Sequential Brands Group, Inc. reported wider losses in the fourth quarter and year and the company’s new chief executive officer said it may consider selling off more brands in its portfolio as it seeks to continue a “transformation” that started in 2019.
Sequential owns the Joe’s Jeans, William Rast, Ellen Tracy, Jessica Simpson, Avia, And 1 and Gaiam brands, among others.
Last April, the New York-based brand management company sold its Martha Stewart and Emeril Lagasse home division to Marquee Brands for $166 million. That led to a significant reduction in operating expenses that will become evident this year, according to ceo David Conn during a conference call Friday morning.
Conn, who joined the company in January after a 25-year career that included VF Corp., Sharper Image and FAO Schwarz, said operating expenses are expected to drop to $30 million this year from $70 million prior to the sale of those brands.
But to improve its fortunes, he said the company has amended its lending agreement to increase liquidity and cash flow, and has started a strategic review that “may include the divestiture of one or two more existing brands, the acquisition of one or more brands, or a stock buyback program.”
He also said that the Jessica Simpson brand benefitted from the release of the entertainer’s memoir earlier this year, and that its Gaiam yoga brand is positioned to expand in the popular health and wellness space. Sequential will also consolidate its New York offices from two locations to one.

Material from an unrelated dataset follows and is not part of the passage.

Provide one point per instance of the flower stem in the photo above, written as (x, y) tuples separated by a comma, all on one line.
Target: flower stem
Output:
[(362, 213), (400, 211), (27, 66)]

In the fourth quarter ended Dec. 31, 2019, Sequential reported that the loss from continuing operations on a GAAP basis was $7.9 million or 12 cents a diluted share, compared with a loss of $5.7 million, or 9 cents a share, in the same period last year. Adjusted EBITDA from continuing operations for the period was $8 million, compared to $17.8 million in the prior-year quarter. Total sales from continuing operations fell to $24.2 million, compared to $35.2 million in the prior-year quarter.
For the year, GAAP losses from continuing operations more than doubled to $34.3 million, or 53 cents a share, from $17.5 million, or 27 cents a share, in the prior year. Adjusted EBITDA from continuing operations for was $45.8 million, compared to $69.9 million in the prior year. Sales fell to $101.6 million, compared to $127.3 million in the prior year.